Audience Member Meri: There are assumptions made about who wrote something. A white male until proven otherwise. (or unless it's Live Journal, in which case you're a 14-year-old girl.) [Another big laugh for Meri.]

Audience Member: something along the lines of no one knows you're a dog.

Virginia: She gets overlooked in the physical world, but her online writing frees her, so people don't know she's a gray-haired older lady.

Me: But this exactly explains why I think that we should self-identify. I want the world to know Virginia is a gray-haired lady who kicks ass in the technical sphere. It's the only way to change the assumption is to prove it's wrong!!

Audience Member Ronni: Blogs about aging. She can understand Virginia's enjoyment of that freedom, but she want the world to know this is what she is. And she feels it's an obligation.

Audience Member Skye: Another reason to self-identify: can't communicate certain info without self-identification. If she wants to blog about sexism for example or other issues.

[Note: I hope I got that right, my notes are a little garbled at this point.]

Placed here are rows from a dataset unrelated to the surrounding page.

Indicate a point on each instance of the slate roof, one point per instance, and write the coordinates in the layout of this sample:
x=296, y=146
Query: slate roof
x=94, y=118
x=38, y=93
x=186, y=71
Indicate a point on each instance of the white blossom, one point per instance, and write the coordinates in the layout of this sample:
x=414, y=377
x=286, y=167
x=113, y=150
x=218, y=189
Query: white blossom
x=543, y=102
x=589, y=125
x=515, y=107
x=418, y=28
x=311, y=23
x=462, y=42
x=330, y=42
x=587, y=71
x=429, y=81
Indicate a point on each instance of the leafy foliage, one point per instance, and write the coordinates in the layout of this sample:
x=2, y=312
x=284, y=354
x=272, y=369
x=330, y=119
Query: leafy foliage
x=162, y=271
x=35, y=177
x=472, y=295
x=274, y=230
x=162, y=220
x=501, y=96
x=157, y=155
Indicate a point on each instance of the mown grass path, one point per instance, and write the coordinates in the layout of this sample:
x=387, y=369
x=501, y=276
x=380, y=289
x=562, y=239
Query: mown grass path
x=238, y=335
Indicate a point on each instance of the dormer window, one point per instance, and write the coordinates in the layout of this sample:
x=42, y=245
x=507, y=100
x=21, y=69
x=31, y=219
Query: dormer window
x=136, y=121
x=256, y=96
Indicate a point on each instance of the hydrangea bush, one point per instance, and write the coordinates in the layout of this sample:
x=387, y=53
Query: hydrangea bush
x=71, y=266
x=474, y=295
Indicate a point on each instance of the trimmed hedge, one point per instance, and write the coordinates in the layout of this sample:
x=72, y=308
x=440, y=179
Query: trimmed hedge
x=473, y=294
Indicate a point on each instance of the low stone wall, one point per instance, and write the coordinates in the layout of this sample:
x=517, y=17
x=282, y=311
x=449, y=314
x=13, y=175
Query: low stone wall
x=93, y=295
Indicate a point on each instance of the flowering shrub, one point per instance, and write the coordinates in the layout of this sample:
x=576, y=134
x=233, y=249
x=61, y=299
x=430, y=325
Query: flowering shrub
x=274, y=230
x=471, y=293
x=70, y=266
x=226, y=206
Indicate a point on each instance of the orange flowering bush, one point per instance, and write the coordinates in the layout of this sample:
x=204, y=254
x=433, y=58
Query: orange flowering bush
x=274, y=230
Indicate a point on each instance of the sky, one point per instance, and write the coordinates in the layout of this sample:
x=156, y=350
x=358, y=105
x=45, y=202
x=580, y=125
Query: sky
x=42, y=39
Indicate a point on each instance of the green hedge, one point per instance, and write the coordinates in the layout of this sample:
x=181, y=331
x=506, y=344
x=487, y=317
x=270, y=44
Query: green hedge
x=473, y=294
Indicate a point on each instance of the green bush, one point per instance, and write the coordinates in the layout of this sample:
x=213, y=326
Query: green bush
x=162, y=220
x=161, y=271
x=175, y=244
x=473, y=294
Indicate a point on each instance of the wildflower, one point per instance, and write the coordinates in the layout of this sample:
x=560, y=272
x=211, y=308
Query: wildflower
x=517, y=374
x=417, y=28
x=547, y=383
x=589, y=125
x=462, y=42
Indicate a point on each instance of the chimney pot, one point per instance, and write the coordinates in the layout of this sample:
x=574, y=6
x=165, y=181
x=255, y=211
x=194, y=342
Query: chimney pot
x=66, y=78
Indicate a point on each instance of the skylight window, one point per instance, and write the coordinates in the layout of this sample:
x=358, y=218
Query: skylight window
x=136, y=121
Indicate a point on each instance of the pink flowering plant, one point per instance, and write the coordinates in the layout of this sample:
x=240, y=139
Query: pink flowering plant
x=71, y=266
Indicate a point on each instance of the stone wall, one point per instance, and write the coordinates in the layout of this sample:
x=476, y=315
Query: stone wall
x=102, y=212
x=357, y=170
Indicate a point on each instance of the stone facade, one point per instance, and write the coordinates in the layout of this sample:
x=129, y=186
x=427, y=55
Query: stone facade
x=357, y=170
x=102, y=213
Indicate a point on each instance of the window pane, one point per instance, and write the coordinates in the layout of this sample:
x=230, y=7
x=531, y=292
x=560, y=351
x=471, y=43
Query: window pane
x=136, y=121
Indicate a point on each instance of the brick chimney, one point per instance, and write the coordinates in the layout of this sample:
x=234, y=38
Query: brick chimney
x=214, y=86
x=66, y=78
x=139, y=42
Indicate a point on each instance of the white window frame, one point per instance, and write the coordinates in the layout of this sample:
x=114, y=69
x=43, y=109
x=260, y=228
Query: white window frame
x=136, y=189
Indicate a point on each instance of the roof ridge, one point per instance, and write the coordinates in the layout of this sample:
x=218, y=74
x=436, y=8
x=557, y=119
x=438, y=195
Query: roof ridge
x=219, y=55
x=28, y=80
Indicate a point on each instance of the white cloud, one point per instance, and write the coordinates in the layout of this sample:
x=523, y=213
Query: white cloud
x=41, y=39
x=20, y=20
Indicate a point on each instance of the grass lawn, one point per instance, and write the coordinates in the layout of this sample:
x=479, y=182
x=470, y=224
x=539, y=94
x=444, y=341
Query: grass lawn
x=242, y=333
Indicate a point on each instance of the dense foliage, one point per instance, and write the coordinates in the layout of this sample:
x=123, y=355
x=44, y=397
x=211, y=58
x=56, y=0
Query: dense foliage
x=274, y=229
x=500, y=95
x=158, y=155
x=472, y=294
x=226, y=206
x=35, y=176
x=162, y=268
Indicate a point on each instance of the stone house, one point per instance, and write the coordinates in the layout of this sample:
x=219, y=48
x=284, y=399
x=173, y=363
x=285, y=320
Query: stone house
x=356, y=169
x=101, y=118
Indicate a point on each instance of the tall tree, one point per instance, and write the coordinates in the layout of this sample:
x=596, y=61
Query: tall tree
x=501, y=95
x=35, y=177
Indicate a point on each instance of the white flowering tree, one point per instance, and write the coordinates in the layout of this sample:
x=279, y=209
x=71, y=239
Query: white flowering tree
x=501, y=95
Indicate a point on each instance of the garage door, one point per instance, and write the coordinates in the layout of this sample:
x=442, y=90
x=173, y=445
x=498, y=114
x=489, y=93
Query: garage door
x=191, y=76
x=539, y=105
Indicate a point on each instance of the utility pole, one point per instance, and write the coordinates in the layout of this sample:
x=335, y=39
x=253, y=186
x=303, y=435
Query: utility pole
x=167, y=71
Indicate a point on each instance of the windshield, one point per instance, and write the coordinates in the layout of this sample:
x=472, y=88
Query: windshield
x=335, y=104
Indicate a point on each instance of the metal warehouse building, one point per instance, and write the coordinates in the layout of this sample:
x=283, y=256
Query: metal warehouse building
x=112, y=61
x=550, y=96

Audience Member who is a comic book blogger: Male comic book bloggers are always asking "where are the women comic book bloggers", but they don't really want to know how to find them, they just want people to spoon feed them.

Panelists Last Words:

Jan: I want to go out there as a respected person in my field.

Liz: We didn't talk enough about sexism or about the interruption of careers that comes with motherhood.

Tara: Send her your URLs. She wants to read the women with diverse perspectives.

Virginia: She wants to meet teachers.

Virginia and Jan will sign books.

My final thoughts: This is just too big a panel for 5 people and an entire diverse audience to cover in one hour. This was also the only BlogHer session where I do not think a single man engaged in the conversation. Perhaps it seemed like the touchiest subject? Although at least one guy blogged this panel and found Virginia's particular story very moving:
I was very moved...wow. One of the most inspiring and uplifting stories I've heard here. It occured to me that it wasn't so much visibility as it was the desire for meaningful recognition that was at the heart of the issue. And of course this applies to everyone, not just women. Learning to make yourself visible is just the mechanical part of it; being truly appreciated and acknowledged for who you are and what you do is pretty universal.

So I'll close with his quote, since it's so warm and positive.

Comments:
Elisa, thanks for liveblogging this. I was too involved to hear half of it! ;->

I agree that the topic was too big for this sort of discussion, but I was heartened by the audience's desire to participate and consider that the real success of this session. I've said it many other places now, but I do wish that our panelists, who were all very thoughtful, had had a chance to get their views out there even more. But no biggie, as this discussion continues online -- another success!

Thanks for all you did and have done in the past to bring so many of us into the mix.